EditDistance

class paddle.fluid.metrics.EditDistance(name)[source]

This API is for the management of edit distances. Editing distance is a method to quantify the degree of dissimilarity between two strings, such as words, by calculating the minimum editing operand (add, delete or replace) required to convert one string into another. Refer to https://en.wikipedia.org/wiki/Edit_distance.

Parameters

name (str, optional) – Metric name. For details, please refer to Name. Default is None.

Examples

import paddle.fluid as fluid
import numpy as np

# suppose that batch_size is 128
batch_size = 128

# init the edit distance manager
distance_evaluator = fluid.metrics.EditDistance("EditDistance")

# generate the edit distance across 128 sequence pairs, the max distance is 10 here
edit_distances_batch0 = np.random.randint(low = 0, high = 10, size = (batch_size, 1))
seq_num_batch0 = batch_size

distance_evaluator.update(edit_distances_batch0, seq_num_batch0)
avg_distance, wrong_instance_ratio = distance_evaluator.eval()
print("the average edit distance for batch0 is %.2f and the wrong instance ratio is %.2f " % (avg_distance, wrong_instance_ratio))

edit_distances_batch1 = np.random.randint(low = 0, high = 10, size = (batch_size, 1))
seq_num_batch1 = batch_size

distance_evaluator.update(edit_distances_batch1, seq_num_batch1)
avg_distance, wrong_instance_ratio = distance_evaluator.eval()
print("the average edit distance for batch0 and batch1 is %.2f and the wrong instance ratio is %.2f " % (avg_distance, wrong_instance_ratio))
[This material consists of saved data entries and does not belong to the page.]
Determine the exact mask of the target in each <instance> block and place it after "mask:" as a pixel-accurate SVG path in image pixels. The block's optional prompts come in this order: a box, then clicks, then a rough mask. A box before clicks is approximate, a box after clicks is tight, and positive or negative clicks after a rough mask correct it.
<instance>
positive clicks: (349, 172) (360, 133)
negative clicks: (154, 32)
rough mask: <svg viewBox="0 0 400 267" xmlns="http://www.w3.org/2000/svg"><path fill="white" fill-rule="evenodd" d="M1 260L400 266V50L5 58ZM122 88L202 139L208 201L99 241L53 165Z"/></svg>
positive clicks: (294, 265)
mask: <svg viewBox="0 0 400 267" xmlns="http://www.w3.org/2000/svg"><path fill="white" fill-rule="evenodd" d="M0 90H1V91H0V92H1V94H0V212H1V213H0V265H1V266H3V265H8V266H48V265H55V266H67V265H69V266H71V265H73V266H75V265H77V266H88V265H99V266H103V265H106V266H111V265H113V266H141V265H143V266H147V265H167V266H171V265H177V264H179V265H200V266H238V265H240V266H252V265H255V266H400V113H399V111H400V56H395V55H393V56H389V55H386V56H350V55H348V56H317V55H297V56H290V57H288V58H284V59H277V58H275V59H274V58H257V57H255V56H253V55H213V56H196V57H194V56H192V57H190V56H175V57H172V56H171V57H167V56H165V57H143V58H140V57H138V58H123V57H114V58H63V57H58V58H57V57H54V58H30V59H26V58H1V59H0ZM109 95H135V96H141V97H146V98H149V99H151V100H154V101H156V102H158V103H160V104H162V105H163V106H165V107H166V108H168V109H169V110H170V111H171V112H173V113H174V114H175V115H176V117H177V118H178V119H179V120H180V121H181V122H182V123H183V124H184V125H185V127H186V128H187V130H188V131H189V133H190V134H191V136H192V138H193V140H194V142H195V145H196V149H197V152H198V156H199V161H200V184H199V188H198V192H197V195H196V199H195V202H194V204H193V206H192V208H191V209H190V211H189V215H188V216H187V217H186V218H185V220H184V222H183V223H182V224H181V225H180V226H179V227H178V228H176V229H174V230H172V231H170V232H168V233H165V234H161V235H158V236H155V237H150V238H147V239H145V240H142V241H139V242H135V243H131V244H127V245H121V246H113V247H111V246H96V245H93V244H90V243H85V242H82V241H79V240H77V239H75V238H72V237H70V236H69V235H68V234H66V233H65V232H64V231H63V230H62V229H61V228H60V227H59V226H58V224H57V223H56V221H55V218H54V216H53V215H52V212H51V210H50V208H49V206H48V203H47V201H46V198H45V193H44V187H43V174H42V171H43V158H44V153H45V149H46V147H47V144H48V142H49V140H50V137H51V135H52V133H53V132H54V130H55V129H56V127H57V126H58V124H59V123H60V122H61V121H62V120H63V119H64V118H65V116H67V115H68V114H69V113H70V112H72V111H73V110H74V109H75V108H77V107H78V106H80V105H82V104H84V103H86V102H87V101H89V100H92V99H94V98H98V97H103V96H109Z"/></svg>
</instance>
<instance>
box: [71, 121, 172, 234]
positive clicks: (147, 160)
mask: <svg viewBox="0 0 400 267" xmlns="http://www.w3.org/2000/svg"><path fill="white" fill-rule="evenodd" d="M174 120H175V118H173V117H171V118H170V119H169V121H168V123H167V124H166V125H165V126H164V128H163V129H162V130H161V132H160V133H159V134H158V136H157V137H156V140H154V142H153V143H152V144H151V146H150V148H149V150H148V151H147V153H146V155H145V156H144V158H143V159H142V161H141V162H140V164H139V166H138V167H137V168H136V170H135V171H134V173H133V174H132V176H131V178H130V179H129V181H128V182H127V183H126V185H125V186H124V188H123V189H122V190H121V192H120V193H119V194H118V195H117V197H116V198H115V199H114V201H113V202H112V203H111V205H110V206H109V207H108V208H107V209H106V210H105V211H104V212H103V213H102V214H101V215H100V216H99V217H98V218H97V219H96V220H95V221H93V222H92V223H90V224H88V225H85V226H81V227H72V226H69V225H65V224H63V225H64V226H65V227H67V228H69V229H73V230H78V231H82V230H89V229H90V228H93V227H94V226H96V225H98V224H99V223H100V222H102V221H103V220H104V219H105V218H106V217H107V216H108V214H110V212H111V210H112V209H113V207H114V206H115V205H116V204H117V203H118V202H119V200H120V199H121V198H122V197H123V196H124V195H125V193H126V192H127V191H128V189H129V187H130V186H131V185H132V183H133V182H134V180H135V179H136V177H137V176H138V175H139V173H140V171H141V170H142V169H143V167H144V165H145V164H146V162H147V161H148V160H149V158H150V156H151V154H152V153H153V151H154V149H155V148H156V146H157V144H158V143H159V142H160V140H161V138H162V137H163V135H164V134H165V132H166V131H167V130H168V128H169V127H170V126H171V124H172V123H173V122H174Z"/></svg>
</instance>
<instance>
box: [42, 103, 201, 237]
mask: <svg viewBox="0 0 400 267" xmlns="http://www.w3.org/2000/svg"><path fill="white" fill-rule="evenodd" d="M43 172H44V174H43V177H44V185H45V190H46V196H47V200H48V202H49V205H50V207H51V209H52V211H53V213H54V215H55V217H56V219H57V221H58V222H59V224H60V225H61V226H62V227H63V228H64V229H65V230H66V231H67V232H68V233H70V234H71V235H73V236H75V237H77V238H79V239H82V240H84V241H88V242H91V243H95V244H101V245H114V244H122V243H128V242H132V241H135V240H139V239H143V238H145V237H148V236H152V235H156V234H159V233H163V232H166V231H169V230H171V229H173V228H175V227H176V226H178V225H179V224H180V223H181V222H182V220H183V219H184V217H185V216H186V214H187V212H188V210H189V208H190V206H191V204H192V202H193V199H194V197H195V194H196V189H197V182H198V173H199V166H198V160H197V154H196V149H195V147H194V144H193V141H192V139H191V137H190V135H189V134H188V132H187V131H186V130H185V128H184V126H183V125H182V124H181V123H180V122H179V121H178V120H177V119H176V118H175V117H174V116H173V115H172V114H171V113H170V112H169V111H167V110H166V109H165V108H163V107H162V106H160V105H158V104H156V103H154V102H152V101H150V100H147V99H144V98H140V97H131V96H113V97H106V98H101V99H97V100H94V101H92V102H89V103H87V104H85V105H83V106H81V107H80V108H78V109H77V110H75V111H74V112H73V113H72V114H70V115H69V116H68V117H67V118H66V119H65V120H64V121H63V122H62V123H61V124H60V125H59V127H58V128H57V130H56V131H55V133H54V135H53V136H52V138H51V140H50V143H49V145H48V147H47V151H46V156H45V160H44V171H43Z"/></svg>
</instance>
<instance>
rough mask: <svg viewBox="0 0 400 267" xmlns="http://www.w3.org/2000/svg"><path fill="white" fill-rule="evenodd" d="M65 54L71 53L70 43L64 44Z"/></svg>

distance_evaluator.reset()

edit_distances_batch2 = np.random.randint(low = 0, high = 10, size = (batch_size, 1))
seq_num_batch2 = batch_size

distance_evaluator.update(edit_distances_batch2, seq_num_batch2)
avg_distance, wrong_instance_ratio = distance_evaluator.eval()
print("the average edit distance for batch2 is %.2f and the wrong instance ratio is %.2f " % (avg_distance, wrong_instance_ratio))
update(distances, seq_num)

Update the overall edit distance

Parameters
  • distances (numpy.array) – a (batch_size, 1) numpy.array, each element represents the edit distance between two sequences.

  • seq_num (int|float) – standing for the number of sequence pairs.

eval()

Return two floats: avg_distance: the average distance for all sequence pairs updated using the update function. avg_instance_error: the ratio of sequence pairs whose edit distance is not zero.

get_config()

Get the metric and current states. The states are the members who do not has “_” prefix.

Parameters

None

Returns

a python dict, which contains the inner states of the metric instance

Return types:

a python dict

reset()

reset function empties the evaluation memory for previous mini-batches.

Parameters

None

Returns

None

Return types:

None